Honduran National Athletics Federation
- Sport: Athletics
- Jurisdiction: Federation
- Abbreviation: FENHATLE
- Founded: 1951
- Affiliation: World Athletics
- Regional affiliation: NACAC
- Headquarters: Tegucigalpa
- President: Calixto Sierra
- Secretary: Alex Navas
- Honduras

= Honduran National Athletics Federation =

The Honduran National Athletics Federation (Federación Nacional Hondureña de Atletismo, FENHATLE) is the governing body for the sport of athletics in Honduras. Current president is Calixto Sierra.

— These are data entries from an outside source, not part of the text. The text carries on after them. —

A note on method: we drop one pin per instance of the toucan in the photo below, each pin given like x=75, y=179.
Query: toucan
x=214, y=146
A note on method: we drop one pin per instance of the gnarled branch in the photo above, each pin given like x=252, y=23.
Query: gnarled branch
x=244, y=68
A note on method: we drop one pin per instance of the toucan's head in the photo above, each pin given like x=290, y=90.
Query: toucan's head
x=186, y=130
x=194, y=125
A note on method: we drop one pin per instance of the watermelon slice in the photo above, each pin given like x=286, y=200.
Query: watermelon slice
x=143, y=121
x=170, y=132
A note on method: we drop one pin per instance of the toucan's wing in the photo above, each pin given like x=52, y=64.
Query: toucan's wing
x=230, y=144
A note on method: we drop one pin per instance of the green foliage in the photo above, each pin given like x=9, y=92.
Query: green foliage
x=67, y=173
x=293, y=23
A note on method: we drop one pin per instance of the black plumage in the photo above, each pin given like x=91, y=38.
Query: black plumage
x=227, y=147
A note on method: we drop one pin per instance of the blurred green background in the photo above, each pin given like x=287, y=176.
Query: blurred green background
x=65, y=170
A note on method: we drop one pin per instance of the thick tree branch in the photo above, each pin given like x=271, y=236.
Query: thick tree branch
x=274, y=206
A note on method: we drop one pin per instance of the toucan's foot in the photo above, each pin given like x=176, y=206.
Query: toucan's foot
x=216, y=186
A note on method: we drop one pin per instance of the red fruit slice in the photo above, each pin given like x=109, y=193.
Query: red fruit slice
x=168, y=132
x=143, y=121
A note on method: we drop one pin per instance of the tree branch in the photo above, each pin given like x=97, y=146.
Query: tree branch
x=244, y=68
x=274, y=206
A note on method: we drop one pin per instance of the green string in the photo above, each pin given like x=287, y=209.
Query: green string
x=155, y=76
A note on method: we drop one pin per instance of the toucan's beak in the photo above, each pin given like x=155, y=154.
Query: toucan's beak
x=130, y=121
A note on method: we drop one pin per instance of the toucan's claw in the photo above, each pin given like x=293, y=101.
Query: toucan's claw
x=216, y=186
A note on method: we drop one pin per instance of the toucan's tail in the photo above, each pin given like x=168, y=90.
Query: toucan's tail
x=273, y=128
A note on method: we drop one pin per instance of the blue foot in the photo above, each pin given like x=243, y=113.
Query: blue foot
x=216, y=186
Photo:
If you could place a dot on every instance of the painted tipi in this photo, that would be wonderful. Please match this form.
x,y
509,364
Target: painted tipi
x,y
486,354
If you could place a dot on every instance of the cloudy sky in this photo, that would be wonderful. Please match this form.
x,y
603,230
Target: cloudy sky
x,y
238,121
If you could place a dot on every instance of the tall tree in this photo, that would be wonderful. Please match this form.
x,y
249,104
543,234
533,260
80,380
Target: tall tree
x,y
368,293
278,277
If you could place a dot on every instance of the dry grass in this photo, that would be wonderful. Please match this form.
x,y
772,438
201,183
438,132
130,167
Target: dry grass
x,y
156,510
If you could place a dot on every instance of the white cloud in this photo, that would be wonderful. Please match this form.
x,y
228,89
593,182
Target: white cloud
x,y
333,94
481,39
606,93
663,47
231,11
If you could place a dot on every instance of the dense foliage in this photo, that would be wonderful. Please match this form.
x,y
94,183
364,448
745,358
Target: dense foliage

He was re-elected for the period 2012-2014 in May 2012.

== History ==
FENHATLE was founded in 1951.

== Affiliations ==
FENHATLE is the national member federation for Honduras in the following international organisations:
- World Athletics
- North American, Central American and Caribbean Athletic Association (NACAC)
- Association of Panamerican Athletics (APA)
- Asociación Iberoamericana de Atletismo (AIA; Ibero-American Athletics Association)
- Central American and Caribbean Athletic Confederation (CACAC)
- Confederación Atlética del Istmo Centroamericano (CADICA; Central American Isthmus Athletic Confederation)
Moreover, it is part of the following national organisations:
- Honduran Olympic Committee (COH; Spanish: Comité Olímpico Hondureño)

== National records ==
FENHATLE maintains the Honduran records in athletics.